State Revolving Fund — One Step Forward
The Senate just introduced their version of the Clean Water and Drinking Water State Revolving Funds (SRF) that provides funding for water infrastructure throughout the country. The bill is good in that it provides much needed money for our crumbling water infrastructure, and authorizes EPA’s WaterSense program that promotes water efficient products. Additionally, the bill has some great provisions to increase research on integrated water management, water efficiency and climate adaptation, and establishes a program to replace lead pipes. So overall, this bill is a step forward…

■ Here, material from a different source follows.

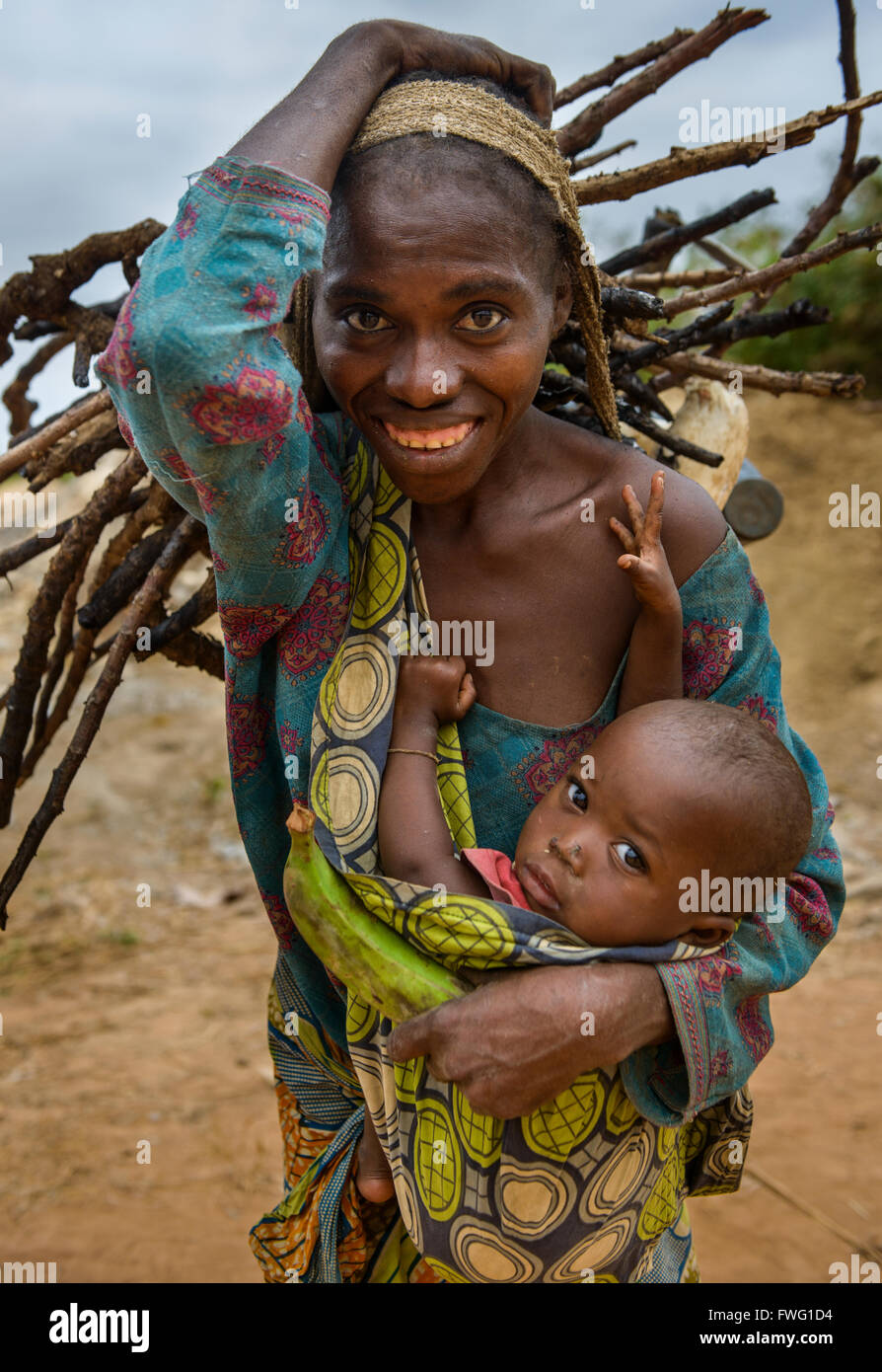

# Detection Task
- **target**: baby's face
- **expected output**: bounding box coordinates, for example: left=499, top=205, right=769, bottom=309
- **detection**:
left=514, top=715, right=734, bottom=948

But why not a giant step forward you want to know? One of our top priorities is to ensure that federal funding for water infrastructure is directed to the future of water infrastructure – by integrating green infrastructure and water efficiency – not the past. We successfully advocated that 20% of water infrastructure spending in the federal stimulus be directed to these approaches, and a number of states are already using the money for a variety of good projects including reducing stormwater using raingardens and providing water efficiency retrofits. We believe that the SRF – which is the long term funding mechanism – should also include dedicated funding for green infrastructure. And we’re in good company – in his proposed budget, President Obama is requesting that the 20% set-aside apply to the FY10 budget. The proposed bill does include some good incentive for states and local governments to use these approaches, but dedicated funding remains our goal.

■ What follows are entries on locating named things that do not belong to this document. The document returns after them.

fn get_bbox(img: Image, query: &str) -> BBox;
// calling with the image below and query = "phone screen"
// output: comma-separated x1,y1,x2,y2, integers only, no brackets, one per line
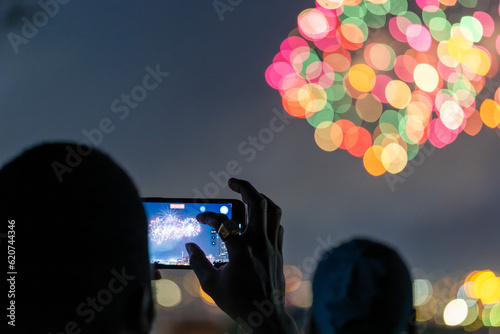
143,198,241,268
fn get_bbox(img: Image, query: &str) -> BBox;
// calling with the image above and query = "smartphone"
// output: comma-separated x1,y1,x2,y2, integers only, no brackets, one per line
142,197,245,269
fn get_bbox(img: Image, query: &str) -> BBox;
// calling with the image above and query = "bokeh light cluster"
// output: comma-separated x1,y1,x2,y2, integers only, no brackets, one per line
265,0,500,176
153,265,500,334
413,270,500,331
148,213,201,245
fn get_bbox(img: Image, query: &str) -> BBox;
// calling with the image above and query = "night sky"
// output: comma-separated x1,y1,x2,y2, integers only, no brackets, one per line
0,0,500,280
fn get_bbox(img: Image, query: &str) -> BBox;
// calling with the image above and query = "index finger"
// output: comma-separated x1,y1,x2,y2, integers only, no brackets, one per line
228,178,267,242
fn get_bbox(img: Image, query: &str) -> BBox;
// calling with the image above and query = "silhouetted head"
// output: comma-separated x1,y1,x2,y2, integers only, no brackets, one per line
312,239,413,334
0,144,153,334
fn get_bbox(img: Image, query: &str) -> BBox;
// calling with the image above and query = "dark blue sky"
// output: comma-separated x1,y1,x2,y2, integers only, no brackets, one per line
0,0,500,278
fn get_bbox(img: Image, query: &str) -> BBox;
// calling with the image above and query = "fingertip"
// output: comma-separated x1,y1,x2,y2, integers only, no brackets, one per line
227,177,241,193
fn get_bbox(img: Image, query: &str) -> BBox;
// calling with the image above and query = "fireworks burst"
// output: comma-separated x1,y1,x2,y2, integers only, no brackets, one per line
148,210,201,245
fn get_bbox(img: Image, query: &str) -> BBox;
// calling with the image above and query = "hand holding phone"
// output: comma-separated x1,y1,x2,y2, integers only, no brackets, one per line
186,179,297,334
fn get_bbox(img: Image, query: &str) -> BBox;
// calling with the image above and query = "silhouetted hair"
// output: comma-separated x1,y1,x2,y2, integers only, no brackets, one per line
311,239,413,334
0,143,153,334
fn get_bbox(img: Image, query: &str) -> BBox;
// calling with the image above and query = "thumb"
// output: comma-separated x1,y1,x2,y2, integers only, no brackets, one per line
185,242,216,291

One other missing piece is any meaningful limitation on funding sprawl – or no more sewer lines to nowhere. As my colleague Nancy Stoner writes, this “gaping” flaw has the potential to overtake other clean water gains by increasing sprawl and impervious surfaces. A case in point: a community in Maryland proposed funding a wastewater treatment plant with federal funds that would have more than quadrupled the population. Because of community outcry, the project has been withdrawn, but currently there is no official prohibition on subsidizing sprawl.